Donald Trump

Muslim MTA Worker Called ‘Terrorist,' Pushed Down Stairs at Grand Central Terminal: Officials

The attack comes amid a 35 percent spike in hate crimes year over year in the city

What to Know

  • Hate crimes are up 35 percent in NYC year over year, with a 45 percent uptick in arrests, officials said Monday
  • Bias incidents have spiked 115 percent since Election Day, with 43 cases reported in NYC vs. 20 in the same time period last year
  • There have been similar cases reported across the U.S. in the aftermath of the election

A Muslim MTA worker was called a terrorist and pushed down the stairs at Grand Central Terminal on Monday, the latest in a string of alleged bias attacks sweeping the region, authorities said. 

The woman, wearing her New York City transit uniform, was on her way to work and had just gotten off the 7 train when the suspect shoved her, according to Gov. Andrew Cuomo's office. 

She hurt her ankle and knee in the fall and was taken to NYU Langone Hospital for treatment.

The attack comes amid a spate of apparent instances of bias crime and hateful language throughout the region following the presidential election.

Swastikas were painted inside a 1 train on Saturday, and KKK recruitment materials were distributed in two Long Island Railroad stations. 

In New York City, hate crime has spiked 115 percent since Election Day, with 43 cases reported compared with 20 cases in the same period in 2015, according to NYPD Chief of Detectives Robert Boyce.
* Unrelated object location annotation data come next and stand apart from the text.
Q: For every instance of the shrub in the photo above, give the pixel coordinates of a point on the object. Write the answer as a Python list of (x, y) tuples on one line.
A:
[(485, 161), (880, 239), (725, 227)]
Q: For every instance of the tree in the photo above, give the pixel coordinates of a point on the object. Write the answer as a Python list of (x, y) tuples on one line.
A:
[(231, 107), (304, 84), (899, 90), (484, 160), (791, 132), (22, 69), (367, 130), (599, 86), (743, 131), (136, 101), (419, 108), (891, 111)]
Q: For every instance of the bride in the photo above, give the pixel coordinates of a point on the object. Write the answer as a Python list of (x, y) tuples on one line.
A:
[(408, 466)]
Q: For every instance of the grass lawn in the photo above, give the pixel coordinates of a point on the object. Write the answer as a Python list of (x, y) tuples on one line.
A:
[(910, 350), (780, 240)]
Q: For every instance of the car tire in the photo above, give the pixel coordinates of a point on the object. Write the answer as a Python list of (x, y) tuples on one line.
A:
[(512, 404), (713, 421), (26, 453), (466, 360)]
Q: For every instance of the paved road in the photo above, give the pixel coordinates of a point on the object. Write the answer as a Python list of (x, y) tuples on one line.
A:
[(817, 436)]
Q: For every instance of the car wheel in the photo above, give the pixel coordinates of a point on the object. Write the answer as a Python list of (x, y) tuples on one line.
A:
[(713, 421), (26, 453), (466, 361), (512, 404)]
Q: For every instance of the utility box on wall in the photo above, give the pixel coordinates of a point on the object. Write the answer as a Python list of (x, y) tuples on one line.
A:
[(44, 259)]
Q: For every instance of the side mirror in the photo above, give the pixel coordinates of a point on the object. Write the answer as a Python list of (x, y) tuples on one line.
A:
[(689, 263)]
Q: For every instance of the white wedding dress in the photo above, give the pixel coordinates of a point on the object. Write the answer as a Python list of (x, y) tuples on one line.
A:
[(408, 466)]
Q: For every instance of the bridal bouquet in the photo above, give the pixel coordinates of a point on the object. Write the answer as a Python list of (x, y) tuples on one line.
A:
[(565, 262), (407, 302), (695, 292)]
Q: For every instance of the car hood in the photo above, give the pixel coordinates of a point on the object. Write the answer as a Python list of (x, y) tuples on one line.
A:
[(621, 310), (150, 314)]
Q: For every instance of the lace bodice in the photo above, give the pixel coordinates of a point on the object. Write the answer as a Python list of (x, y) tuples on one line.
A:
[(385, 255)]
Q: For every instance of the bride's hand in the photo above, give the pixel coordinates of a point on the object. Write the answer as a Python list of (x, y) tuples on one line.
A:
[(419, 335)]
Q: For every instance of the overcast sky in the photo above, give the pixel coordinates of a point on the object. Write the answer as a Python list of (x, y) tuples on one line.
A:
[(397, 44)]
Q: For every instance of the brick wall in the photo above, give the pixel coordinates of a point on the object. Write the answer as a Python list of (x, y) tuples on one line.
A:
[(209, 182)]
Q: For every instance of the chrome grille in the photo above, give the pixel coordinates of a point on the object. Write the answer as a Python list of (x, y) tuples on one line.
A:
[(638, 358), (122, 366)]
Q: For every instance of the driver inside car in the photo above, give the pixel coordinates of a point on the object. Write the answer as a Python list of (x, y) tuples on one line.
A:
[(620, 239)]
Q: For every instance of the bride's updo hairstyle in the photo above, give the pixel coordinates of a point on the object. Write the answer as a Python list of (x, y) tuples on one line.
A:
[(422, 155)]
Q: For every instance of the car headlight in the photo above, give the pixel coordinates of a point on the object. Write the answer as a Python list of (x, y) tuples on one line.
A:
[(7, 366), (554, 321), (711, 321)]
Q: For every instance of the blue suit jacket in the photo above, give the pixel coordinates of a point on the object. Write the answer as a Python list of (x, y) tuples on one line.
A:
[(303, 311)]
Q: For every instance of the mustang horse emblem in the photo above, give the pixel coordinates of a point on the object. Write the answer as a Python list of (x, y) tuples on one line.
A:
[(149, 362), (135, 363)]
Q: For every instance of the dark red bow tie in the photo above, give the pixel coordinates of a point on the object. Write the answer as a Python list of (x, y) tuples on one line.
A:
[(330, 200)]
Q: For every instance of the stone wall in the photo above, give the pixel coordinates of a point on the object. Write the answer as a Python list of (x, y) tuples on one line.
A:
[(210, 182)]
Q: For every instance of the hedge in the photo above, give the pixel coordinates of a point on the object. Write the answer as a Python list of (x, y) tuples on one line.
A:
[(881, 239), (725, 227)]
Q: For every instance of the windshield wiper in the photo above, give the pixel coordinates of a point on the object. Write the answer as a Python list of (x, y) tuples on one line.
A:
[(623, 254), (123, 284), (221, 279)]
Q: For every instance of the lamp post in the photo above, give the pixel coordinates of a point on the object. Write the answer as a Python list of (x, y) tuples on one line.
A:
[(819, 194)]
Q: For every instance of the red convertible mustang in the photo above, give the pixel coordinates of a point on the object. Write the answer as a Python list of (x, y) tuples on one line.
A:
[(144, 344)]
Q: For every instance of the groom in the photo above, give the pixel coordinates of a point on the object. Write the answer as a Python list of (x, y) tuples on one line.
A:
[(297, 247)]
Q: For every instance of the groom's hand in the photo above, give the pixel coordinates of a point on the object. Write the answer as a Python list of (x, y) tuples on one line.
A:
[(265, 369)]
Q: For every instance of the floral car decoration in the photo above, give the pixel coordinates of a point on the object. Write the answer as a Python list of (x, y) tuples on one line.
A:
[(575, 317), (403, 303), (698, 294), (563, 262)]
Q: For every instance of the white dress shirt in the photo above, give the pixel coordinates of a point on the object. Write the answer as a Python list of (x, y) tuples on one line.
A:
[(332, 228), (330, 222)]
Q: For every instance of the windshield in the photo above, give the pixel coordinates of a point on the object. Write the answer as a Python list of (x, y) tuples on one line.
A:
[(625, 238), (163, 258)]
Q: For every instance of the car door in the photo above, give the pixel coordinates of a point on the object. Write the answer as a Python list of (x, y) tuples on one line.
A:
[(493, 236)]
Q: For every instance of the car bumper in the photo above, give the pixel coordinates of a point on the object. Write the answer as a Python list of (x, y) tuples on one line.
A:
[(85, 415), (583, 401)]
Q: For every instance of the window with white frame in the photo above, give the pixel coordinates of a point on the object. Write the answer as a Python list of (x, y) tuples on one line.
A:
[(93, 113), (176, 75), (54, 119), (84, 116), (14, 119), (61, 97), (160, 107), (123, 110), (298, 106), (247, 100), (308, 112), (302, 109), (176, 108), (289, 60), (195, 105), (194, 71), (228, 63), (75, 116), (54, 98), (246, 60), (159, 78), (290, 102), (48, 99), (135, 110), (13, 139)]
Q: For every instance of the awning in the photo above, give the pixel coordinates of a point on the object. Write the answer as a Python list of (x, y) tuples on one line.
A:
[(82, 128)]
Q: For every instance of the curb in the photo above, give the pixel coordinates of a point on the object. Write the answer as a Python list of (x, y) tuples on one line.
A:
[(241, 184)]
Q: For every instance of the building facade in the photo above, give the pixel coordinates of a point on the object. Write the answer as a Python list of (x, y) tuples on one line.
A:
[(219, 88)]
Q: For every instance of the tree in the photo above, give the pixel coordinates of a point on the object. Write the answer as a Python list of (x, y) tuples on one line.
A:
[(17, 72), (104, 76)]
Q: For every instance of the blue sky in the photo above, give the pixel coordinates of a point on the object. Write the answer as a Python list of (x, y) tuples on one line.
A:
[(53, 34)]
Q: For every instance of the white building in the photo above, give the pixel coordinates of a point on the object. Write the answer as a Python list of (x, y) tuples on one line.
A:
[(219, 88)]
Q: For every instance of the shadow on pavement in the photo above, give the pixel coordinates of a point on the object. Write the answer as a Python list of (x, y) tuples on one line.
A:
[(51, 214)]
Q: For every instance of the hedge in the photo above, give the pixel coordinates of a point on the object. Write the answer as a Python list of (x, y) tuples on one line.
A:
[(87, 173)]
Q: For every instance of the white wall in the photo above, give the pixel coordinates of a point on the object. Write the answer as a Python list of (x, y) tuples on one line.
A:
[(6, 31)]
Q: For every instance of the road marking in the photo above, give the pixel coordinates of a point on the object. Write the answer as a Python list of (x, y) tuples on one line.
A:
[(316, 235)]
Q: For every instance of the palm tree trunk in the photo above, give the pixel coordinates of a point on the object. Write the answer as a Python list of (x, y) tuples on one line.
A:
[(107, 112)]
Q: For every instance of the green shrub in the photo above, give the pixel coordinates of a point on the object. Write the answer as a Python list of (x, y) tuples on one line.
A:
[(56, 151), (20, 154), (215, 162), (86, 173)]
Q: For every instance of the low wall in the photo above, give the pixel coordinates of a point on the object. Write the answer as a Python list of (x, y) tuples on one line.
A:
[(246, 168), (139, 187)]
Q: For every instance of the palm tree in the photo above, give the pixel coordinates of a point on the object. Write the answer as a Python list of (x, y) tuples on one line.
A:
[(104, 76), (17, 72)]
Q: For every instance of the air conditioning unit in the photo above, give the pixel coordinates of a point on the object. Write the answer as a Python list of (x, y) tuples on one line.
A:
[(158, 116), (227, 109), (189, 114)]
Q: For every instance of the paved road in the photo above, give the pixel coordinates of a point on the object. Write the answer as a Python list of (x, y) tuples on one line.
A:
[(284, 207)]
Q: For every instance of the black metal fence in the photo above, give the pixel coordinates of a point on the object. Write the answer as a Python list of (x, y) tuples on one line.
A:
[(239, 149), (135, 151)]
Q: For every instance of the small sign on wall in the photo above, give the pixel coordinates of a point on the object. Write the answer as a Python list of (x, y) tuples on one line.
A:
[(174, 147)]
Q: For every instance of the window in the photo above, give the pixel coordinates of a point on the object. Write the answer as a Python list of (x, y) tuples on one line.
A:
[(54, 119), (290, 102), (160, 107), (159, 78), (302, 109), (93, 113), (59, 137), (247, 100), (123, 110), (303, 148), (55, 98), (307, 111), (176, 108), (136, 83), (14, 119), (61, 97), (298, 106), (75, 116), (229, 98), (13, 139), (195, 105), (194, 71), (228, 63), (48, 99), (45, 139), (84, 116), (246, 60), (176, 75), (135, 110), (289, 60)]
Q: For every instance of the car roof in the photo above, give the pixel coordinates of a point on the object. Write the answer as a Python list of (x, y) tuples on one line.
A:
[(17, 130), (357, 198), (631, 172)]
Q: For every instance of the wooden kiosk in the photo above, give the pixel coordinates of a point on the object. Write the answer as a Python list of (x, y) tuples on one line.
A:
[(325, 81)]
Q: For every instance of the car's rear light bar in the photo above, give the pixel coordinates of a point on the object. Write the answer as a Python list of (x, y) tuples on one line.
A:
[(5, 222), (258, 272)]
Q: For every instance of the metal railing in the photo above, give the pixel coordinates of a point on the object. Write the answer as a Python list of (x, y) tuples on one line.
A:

Bias against Muslims has doubled, with four cases reported since Election Day compared with two reported in the same time period last year. 

Overall, hate crimes are up 35 percent year over year, with a 45 percent uptick in arrests, Boyce said. 

Discrimination has also been reported in schools. Suffolk County officials sent a letter to each of its school districts in recent weeks offering to help deal with race-based bullying, and in at least one instance students chanted "build a wall" in the hallways.

There have been similar reports of bias across the U.S. in the wake of the presidential election. Most of the cases appear to involve graffiti or violence directed at racial or ethnic minorities and in some reports the perpetrators indicated support for President-elect Donald Trump.

Most recently, a Muslim woman wearing a hijab was harassed in the 23rd Street subway station by three men who allegedly called her a terrorist, chanted "Donald Trump" to her and told her to get out of the country, officials said.

And in the Mineola village of Long Island, police were investigating after someone spray-painted a red swastika along with the words "Make America White Again" on a Washington Avenue home last Wednesday, along with racist remarks against African American and Middle Eastern people. Similar words were spray painted on a sidewalk on Elm Place. 

During a "60 Minutes" interview in November, Trump looked at the camera and said that any supporters of his who are harassing people or destroying property should "stop it."

Shortly after the election, Cuomo announced a hotline for New Yorkers to report instances of discrimination.

Anyone who wants to report an instance of bias or discrimination can call 888-392-3644 from 9 a.m. to 5 p.m. on weekdays. New Yorkers who want to report a crime or fear their safety should still call 911.